Disk IO has a characteristic, that is, the time it takes to read 1B data and 1KB data from the disk is basically the same. Based on this idea, we can read as many times as possible on a tree node. Store data locally, and load more data into memory with one disk IO. This is the design principle of B-tree and B-tree.
B tree
The following B tree is limited to storing up to two keys per node. If a node has more than two keys, it will automatically split. For example, the following B-tree stores 7 data. You only need to query two nodes to know the specific location of the data with id=7. That is, you can query the specified data with two disk IOs, which is better than the AVL tree.
The following is a B-tree that stores 16 pieces of data. Similarly, each node stores up to 2 keys. Query The data with id=16 needs to be queried and compared on 4 nodes, which means 4 times of disk IO. Looks like query performance is the same as AVL tree.
But considering that the time consumed by disk IO to read one piece of data is basically the same as that of reading 100 pieces of data, then our optimization The idea can be changed to: read as much data as possible into the memory in one disk IO. This is directly reflected in the structure of the tree, that is, the key that each node can store can be increased appropriately.

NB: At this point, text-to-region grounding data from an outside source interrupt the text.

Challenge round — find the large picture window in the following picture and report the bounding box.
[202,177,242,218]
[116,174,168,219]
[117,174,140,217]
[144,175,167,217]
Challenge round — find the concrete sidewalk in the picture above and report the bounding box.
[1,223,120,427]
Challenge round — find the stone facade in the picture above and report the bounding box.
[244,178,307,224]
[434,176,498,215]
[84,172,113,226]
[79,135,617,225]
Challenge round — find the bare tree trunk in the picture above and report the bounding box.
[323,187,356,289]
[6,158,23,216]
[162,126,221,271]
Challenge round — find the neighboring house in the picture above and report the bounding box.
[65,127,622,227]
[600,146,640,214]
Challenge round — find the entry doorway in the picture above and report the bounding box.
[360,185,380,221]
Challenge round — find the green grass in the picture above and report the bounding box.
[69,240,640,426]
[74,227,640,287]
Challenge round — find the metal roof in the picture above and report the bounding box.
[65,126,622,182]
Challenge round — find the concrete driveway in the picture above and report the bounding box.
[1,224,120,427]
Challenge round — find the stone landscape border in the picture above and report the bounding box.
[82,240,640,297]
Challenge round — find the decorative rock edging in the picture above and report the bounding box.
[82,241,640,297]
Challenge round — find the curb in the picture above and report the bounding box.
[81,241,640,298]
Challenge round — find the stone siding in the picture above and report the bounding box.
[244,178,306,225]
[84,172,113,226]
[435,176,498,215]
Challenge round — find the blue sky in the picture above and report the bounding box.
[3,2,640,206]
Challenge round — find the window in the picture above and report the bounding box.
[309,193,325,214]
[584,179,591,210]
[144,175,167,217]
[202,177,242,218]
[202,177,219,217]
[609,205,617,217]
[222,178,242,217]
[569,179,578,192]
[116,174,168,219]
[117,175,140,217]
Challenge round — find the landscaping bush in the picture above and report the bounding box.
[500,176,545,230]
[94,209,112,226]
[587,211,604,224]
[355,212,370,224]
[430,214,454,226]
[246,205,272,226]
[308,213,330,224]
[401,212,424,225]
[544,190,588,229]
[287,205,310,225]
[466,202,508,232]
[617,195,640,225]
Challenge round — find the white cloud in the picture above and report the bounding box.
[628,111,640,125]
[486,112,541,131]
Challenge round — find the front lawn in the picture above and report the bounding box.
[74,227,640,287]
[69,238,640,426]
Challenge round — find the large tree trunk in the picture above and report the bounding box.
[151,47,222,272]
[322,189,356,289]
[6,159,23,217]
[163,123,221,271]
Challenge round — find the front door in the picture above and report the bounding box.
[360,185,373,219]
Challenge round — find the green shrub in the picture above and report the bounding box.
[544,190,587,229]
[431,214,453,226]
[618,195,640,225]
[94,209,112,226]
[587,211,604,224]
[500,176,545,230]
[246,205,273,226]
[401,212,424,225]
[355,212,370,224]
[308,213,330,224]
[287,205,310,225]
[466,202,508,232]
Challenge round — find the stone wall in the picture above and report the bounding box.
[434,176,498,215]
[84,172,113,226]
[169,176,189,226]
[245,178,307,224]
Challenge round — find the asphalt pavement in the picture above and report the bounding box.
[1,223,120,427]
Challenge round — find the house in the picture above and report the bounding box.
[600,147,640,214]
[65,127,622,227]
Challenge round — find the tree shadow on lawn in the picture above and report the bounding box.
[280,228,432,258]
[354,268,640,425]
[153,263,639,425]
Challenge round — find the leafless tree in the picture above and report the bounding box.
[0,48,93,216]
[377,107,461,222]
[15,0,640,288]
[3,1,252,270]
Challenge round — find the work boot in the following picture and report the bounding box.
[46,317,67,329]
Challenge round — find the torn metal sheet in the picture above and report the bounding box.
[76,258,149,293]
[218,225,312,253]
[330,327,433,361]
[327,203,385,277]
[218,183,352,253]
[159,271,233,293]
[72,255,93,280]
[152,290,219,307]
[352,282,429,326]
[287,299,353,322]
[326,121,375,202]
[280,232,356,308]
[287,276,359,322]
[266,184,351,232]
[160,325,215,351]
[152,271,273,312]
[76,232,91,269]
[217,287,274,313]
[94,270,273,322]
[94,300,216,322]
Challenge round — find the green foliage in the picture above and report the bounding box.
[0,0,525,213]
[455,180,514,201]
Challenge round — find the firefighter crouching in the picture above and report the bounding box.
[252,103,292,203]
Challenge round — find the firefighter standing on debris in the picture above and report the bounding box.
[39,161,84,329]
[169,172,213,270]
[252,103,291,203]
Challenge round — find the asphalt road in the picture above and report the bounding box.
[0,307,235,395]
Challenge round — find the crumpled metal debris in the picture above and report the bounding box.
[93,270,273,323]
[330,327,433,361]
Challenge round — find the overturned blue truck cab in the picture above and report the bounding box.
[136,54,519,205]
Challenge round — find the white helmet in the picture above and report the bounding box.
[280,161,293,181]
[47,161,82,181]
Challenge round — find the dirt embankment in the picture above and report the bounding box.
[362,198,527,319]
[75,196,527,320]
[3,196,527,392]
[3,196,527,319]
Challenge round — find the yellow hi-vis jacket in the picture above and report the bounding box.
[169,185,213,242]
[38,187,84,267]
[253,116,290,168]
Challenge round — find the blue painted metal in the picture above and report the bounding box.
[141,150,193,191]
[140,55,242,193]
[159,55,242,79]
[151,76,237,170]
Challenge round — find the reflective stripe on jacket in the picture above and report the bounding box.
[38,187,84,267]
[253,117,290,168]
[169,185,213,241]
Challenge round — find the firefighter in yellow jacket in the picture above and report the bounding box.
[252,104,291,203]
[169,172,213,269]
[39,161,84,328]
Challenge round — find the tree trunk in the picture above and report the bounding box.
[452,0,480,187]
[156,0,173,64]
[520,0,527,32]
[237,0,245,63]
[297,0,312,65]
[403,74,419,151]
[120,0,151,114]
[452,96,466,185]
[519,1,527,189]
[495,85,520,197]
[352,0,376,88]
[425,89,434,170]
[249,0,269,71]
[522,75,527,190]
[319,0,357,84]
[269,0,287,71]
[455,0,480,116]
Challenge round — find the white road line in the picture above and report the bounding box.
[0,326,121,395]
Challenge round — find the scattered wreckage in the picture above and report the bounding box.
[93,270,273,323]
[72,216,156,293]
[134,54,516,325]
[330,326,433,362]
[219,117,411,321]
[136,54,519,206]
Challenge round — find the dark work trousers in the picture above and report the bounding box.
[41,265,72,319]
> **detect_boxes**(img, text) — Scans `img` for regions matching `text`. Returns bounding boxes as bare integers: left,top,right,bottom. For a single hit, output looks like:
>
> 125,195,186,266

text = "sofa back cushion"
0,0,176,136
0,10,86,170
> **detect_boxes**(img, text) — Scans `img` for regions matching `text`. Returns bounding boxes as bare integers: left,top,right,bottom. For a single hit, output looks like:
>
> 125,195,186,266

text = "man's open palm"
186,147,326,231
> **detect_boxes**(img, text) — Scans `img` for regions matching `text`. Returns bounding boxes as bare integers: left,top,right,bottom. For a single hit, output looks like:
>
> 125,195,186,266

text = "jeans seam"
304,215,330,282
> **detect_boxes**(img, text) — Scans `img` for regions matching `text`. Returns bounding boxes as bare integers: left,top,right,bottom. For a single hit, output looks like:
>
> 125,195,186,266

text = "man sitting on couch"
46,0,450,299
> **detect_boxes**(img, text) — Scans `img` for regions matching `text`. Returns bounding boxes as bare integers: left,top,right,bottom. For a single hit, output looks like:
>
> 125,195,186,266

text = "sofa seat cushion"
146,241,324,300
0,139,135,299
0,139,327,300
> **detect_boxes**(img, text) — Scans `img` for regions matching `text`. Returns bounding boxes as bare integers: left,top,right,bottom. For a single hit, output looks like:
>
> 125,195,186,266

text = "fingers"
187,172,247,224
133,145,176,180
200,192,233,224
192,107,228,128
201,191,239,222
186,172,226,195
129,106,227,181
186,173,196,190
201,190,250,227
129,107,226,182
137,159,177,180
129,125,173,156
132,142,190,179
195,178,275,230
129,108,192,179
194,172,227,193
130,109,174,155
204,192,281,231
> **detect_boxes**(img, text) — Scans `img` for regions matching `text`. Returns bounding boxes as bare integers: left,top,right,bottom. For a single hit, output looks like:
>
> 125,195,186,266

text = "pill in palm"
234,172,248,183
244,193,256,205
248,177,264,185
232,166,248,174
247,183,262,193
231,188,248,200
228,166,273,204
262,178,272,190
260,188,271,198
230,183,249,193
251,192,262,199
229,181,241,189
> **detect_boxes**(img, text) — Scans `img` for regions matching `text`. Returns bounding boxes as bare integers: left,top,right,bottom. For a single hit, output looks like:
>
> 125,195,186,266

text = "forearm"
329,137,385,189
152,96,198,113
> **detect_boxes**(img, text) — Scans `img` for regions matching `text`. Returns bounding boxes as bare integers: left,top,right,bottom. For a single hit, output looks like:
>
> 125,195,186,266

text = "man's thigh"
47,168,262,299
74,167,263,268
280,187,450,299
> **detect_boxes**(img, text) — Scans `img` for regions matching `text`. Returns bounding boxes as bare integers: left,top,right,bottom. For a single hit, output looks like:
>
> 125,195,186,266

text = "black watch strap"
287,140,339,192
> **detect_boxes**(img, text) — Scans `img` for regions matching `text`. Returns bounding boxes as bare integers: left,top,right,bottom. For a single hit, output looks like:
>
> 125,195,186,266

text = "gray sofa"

When we set the number of keys limited to a single node to 6, for a B-tree that stores 7 pieces of data, the disk IO required to query the data with id=7 is 2 times.
A B-tree that stores 16 pieces of data, querying the data with id=7 requires 2 disk IOs. Compared with the AVL tree, the number of disk IOs is reduced to half.
So in terms of selection of database index data structure, B-tree is a very good choice. In summary, B-tree has the following advantages when used as a database index:
Excellent retrieval speed, time complexity: The search performance of B-tree is equal to O(h* logn), where h is the tree height and n is the number of keywords in each node;
As little disk IO as possible speeds up the retrieval speed;
Can support range search.
B tree
What is the difference between B tree and B tree?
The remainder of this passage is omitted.